SAISI EN DÉCEMBRE 2007 par le Premier ministre pour réfléchir à «l'avenir de la médecine du travail», le Conseil économique et social (CES) a adopté hier un avis qui invite le gouvernement à poursuivre la réforme engagée par les partenaires sociaux en 2000. Selon cette instance consultative, le contexte actuel exige de nouvelles mesures urgentes, d'autant que la pénurie de médecins du travail va s'accentuer. «Les trois quarts des médecins du travail sont âgés de plus de 50ans et 1700 départs à la retraite sont prévus dans les cinq années à venir», souligne l'avis du CES, dont le rapporteur est Christian Dellacherie, du groupe CGT. Or ces spécialistes doivent affronter : «L'augmentation des troubles musculo-squelettiques (TMS) et des risques psychosociaux, le développement des emplois précaires, les modifications des rythmes et des conditions de travail, la problématique de l'emploi des seniors…»
Six grands principes.
L'avis du CES propose donc «six grands principes». Il s'agit tout d'abord d' «inscrire pleinement la santé au travail dans la santé publique», d' «instaurer une réelle culture commune de la prévention» et de «couvrir l'ensemble de la population active dans une logique de parcours professionnel». Il faut que le médecin du travail «garde une place essentielle» dans des services de santé au travail dont la pluridisciplinarité (grâce à l'intervention d'hygiénistes, d'ergonomes ou d'autres intervenants en prévention des risques professionnels ou IPRP…) doit être «renforcée». Quant à l'avis d'aptitude qu'ils prononcent, il est nécessaire de le «replacer dans la logique de prévention et du maintien dans l'emploi».
Au nom de ces différents principes, l'avis du Conseil économique et social suggère une réforme d'urgence qui consiste «avant toute chose (à) fixer les missions des services de santé au travail, puis, au sein de ce nouveau cadre, de redéfinir le métier et le rôle du médecin du travail» (avec un plan national pluriannuel de Santé au travail décliné au plan régional).

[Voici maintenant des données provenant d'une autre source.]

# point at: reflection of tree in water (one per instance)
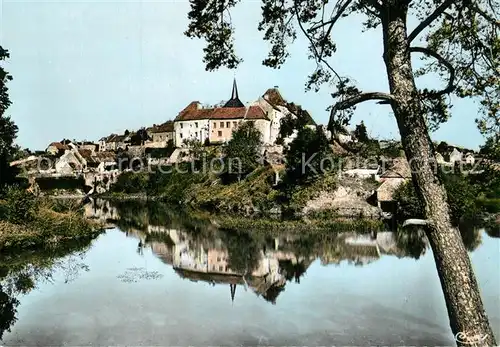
(8, 310)
(20, 272)
(243, 251)
(292, 270)
(471, 235)
(412, 241)
(271, 294)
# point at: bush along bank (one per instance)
(27, 222)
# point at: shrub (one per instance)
(131, 183)
(21, 206)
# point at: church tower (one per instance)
(234, 101)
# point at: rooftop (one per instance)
(192, 113)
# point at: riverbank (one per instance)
(259, 193)
(42, 224)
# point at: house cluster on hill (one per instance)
(195, 123)
(211, 125)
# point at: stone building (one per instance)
(216, 125)
(163, 133)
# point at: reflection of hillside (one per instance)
(102, 211)
(198, 251)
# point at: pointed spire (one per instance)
(234, 101)
(233, 291)
(234, 95)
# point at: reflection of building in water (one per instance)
(362, 249)
(208, 261)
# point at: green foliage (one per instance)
(361, 133)
(292, 123)
(131, 183)
(308, 157)
(491, 148)
(246, 197)
(241, 154)
(8, 129)
(162, 153)
(21, 206)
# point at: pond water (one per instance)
(157, 278)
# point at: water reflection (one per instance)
(232, 262)
(20, 272)
(200, 252)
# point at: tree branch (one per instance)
(313, 46)
(359, 98)
(451, 82)
(334, 19)
(485, 15)
(425, 23)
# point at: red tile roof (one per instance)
(166, 127)
(192, 112)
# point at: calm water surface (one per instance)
(155, 279)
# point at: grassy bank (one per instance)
(30, 223)
(257, 192)
(309, 226)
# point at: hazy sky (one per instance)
(85, 69)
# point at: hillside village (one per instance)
(170, 142)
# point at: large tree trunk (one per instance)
(468, 319)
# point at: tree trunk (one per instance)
(468, 319)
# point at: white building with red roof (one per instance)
(216, 125)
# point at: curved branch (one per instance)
(426, 22)
(334, 19)
(313, 46)
(359, 98)
(451, 81)
(485, 15)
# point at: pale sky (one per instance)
(85, 69)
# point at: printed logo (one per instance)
(470, 339)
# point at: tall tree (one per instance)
(456, 39)
(242, 151)
(8, 129)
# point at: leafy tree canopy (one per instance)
(8, 129)
(308, 156)
(242, 151)
(457, 40)
(361, 133)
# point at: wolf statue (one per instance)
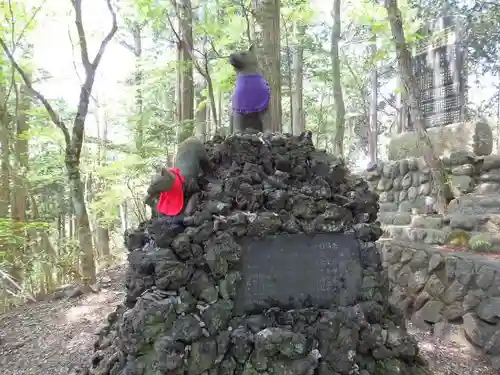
(251, 95)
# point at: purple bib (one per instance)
(251, 94)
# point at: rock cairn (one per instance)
(182, 280)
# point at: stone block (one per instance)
(473, 136)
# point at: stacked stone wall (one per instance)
(405, 186)
(436, 289)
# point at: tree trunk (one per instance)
(413, 95)
(138, 83)
(373, 133)
(187, 84)
(19, 193)
(201, 114)
(74, 140)
(298, 102)
(338, 143)
(267, 13)
(5, 156)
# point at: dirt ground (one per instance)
(56, 337)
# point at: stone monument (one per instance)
(276, 272)
(440, 68)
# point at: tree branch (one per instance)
(84, 52)
(90, 70)
(50, 110)
(107, 39)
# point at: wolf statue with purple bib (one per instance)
(251, 95)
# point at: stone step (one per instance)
(432, 236)
(414, 221)
(407, 233)
(475, 204)
(483, 223)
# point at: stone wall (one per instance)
(471, 136)
(436, 288)
(403, 187)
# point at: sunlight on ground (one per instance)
(90, 308)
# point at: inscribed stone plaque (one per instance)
(294, 271)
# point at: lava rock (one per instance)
(183, 279)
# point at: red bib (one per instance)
(171, 202)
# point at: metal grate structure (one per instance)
(439, 66)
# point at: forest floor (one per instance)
(56, 337)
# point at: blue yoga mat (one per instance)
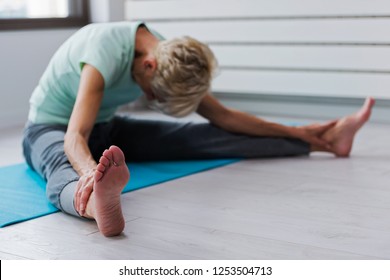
(22, 191)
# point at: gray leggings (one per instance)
(142, 140)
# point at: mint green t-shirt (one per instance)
(109, 47)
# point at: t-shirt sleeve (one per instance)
(106, 53)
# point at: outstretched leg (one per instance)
(341, 136)
(104, 205)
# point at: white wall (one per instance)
(306, 51)
(24, 56)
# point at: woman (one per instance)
(74, 140)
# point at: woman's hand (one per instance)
(83, 191)
(313, 133)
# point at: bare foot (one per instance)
(341, 136)
(104, 205)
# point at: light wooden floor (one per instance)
(316, 207)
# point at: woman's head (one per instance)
(183, 75)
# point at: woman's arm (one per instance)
(82, 120)
(239, 122)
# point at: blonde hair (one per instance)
(185, 68)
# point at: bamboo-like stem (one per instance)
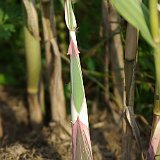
(32, 49)
(33, 61)
(53, 59)
(130, 128)
(113, 55)
(81, 144)
(116, 55)
(154, 148)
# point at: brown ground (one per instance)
(53, 142)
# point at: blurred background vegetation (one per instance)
(91, 41)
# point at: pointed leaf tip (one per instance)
(155, 141)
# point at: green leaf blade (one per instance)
(136, 14)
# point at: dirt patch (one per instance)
(53, 142)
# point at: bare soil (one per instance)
(53, 142)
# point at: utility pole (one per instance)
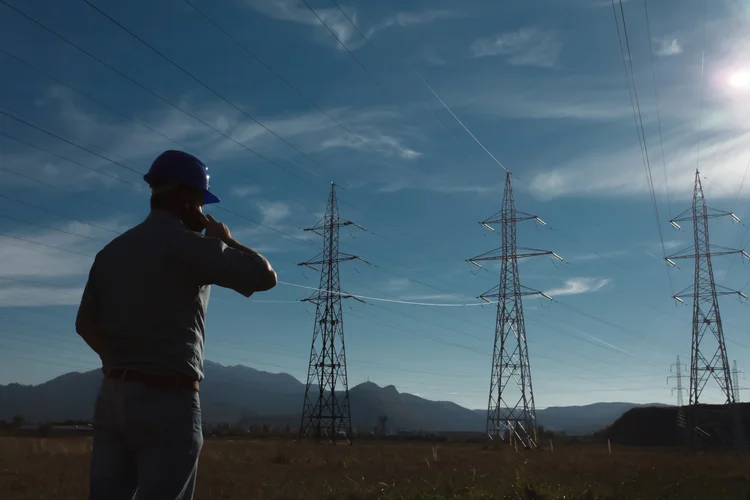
(708, 357)
(511, 410)
(681, 419)
(326, 413)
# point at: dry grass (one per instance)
(57, 469)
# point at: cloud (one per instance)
(42, 276)
(619, 172)
(433, 184)
(577, 286)
(22, 295)
(244, 191)
(668, 47)
(274, 211)
(525, 47)
(136, 146)
(596, 256)
(385, 144)
(297, 12)
(441, 297)
(406, 19)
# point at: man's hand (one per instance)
(216, 229)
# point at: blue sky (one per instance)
(541, 85)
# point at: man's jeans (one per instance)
(145, 439)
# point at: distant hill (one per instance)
(242, 394)
(658, 426)
(580, 420)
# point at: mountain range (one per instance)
(239, 394)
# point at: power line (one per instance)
(640, 128)
(204, 85)
(380, 299)
(73, 144)
(95, 100)
(19, 238)
(49, 184)
(656, 99)
(44, 226)
(278, 75)
(356, 59)
(460, 122)
(59, 214)
(155, 94)
(21, 141)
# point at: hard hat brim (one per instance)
(209, 198)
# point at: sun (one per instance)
(740, 79)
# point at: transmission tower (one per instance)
(736, 381)
(511, 411)
(681, 418)
(325, 412)
(708, 357)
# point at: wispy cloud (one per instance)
(136, 146)
(723, 161)
(40, 275)
(528, 46)
(297, 12)
(668, 47)
(22, 295)
(596, 256)
(385, 144)
(406, 19)
(441, 297)
(577, 286)
(244, 191)
(435, 184)
(274, 211)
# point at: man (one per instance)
(143, 311)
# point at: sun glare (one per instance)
(740, 80)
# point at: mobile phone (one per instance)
(198, 218)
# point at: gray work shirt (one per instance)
(148, 290)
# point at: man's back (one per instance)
(151, 288)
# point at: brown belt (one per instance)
(155, 381)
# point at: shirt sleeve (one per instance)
(215, 263)
(89, 302)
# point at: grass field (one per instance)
(57, 468)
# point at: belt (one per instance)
(156, 381)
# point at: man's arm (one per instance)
(86, 321)
(218, 259)
(216, 229)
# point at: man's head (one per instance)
(179, 184)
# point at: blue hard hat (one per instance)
(182, 168)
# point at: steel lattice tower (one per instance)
(326, 412)
(511, 410)
(681, 419)
(736, 381)
(708, 357)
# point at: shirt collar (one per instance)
(161, 216)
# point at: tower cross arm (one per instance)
(501, 217)
(497, 254)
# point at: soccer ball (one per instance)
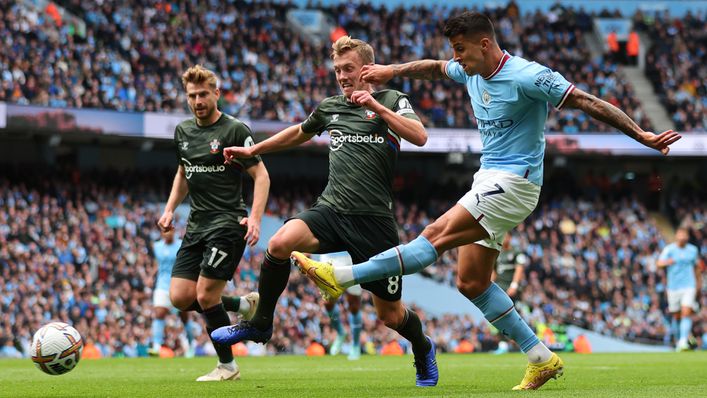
(56, 348)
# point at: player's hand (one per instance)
(253, 234)
(365, 99)
(165, 222)
(237, 152)
(660, 142)
(377, 74)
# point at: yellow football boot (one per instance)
(322, 274)
(537, 374)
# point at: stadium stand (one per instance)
(133, 53)
(75, 246)
(675, 64)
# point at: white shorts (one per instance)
(342, 259)
(679, 298)
(499, 201)
(160, 298)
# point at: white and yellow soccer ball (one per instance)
(56, 348)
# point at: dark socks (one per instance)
(216, 317)
(232, 304)
(411, 329)
(274, 274)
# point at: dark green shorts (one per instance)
(213, 254)
(362, 236)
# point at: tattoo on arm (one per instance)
(605, 112)
(426, 69)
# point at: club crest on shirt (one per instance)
(486, 97)
(214, 146)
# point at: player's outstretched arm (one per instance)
(410, 130)
(290, 137)
(426, 69)
(615, 117)
(261, 187)
(176, 196)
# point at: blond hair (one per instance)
(345, 44)
(199, 75)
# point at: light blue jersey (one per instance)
(510, 107)
(165, 255)
(681, 274)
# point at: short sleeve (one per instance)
(244, 138)
(542, 83)
(404, 108)
(455, 72)
(315, 122)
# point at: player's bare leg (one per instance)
(274, 274)
(158, 325)
(355, 322)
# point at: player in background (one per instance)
(509, 271)
(219, 226)
(508, 275)
(509, 96)
(165, 252)
(353, 300)
(354, 213)
(680, 261)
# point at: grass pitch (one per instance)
(482, 375)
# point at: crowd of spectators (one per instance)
(676, 65)
(133, 53)
(76, 246)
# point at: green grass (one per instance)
(600, 375)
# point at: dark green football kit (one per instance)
(354, 212)
(213, 244)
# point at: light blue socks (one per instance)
(685, 328)
(401, 260)
(356, 324)
(158, 332)
(499, 311)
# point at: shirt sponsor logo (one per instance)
(338, 139)
(190, 169)
(214, 146)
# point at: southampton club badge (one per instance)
(486, 97)
(214, 146)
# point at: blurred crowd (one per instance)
(76, 247)
(676, 64)
(133, 53)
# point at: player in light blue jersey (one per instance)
(510, 97)
(165, 252)
(680, 260)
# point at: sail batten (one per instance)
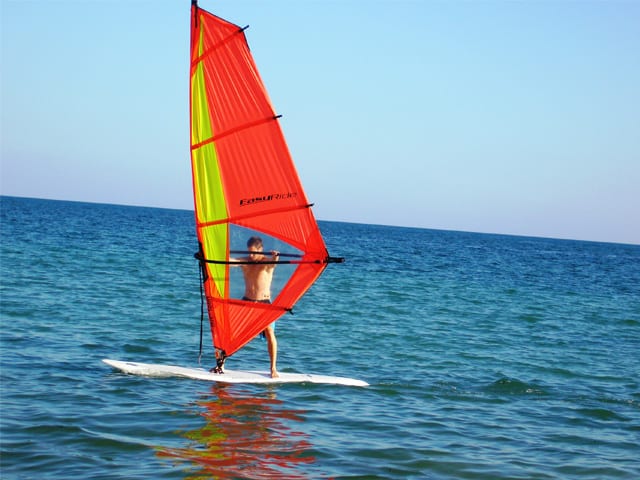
(244, 182)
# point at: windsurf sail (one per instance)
(244, 181)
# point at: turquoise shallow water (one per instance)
(489, 357)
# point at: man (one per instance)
(257, 288)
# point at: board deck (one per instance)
(229, 376)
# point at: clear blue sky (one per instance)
(487, 116)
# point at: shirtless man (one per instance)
(257, 288)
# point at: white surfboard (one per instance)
(229, 376)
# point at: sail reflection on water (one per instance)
(244, 436)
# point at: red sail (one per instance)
(243, 176)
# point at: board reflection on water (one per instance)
(244, 436)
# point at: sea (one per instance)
(488, 356)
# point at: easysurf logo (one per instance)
(267, 198)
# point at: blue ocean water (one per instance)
(489, 357)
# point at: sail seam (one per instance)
(239, 218)
(214, 47)
(234, 130)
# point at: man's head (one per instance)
(254, 244)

Ce rôle doit être «pivot» car le médecin du travail a la «capacité à conjuguer l'expertise médicale et la connaissance de l'entreprise». Pour rendre son action plus efficace, le document du CES propose «un équilibre entre le maintien d'une approche individuelle et le renforcement de l'action en milieu du travail» (communément appelé « tiers-temps »).
Au lieu des visites de routine, le CES défend l'idée d' «actions ciblées, demandées ou programmées», telles que la visite d'embauche, les visites médicales périodiques et les visites après un arrêt de travail prolongé. En plus des salariés placés sous surveillance médicale renforcée (SMR), les médecins du travail devraient pouvoir se focaliser en priorité sur les salariés «dont les conditions d'emploi et de travail, et l'état de santé» nécessitent un «suivi spécifique». L'avis du CES prône une plus grande marge de manoeuvre pour ces spécialistes afin qu'ils puissent «adapter (leur action) à la spécificité des situations, par exemple sur le chiffrage du tiers-temps ou le rythme des visites en cas de travail de nuit». De même, ils auraient un nouveau «devoir de saisine» et leurs préconisations devraient faire l'objet d'une «véritable prise en compte» et d'un «suivi».
En outre, l'assemblée du CES «estime fondamental de mettre en adéquation le financement et la gouvernance [de la santé au travail] avec ses missions». L'avis est favorable à un financement reposant toujours sur les cotisations patronales, mais déconnecté du nombre de visites (comme dans la branche accidents du travail de la Mutualité sociale agricole). La nouvelle gouvernance pourrait s'appuyer sur la Caisse nationale d'assurance-maladie (CNAM) et, en région, sur les comités régionaux de la prévention des risques professionnels (CRPRP).
Le CES souhaite voir «développer les liens de la médecine du travail avec la médecine de ville et hospitalière», avec l'accès du médecin du travail au dossier médical personnel (DMP, dans un volet «expositions et risques professionnels»). L'avis du CES propose enfin une augmentation du nombre de postes ouverts à cette spécialité (de 60 à 170/an) et la mise en place d'un «réseau de la santé au travail» doté d'un système d'informations.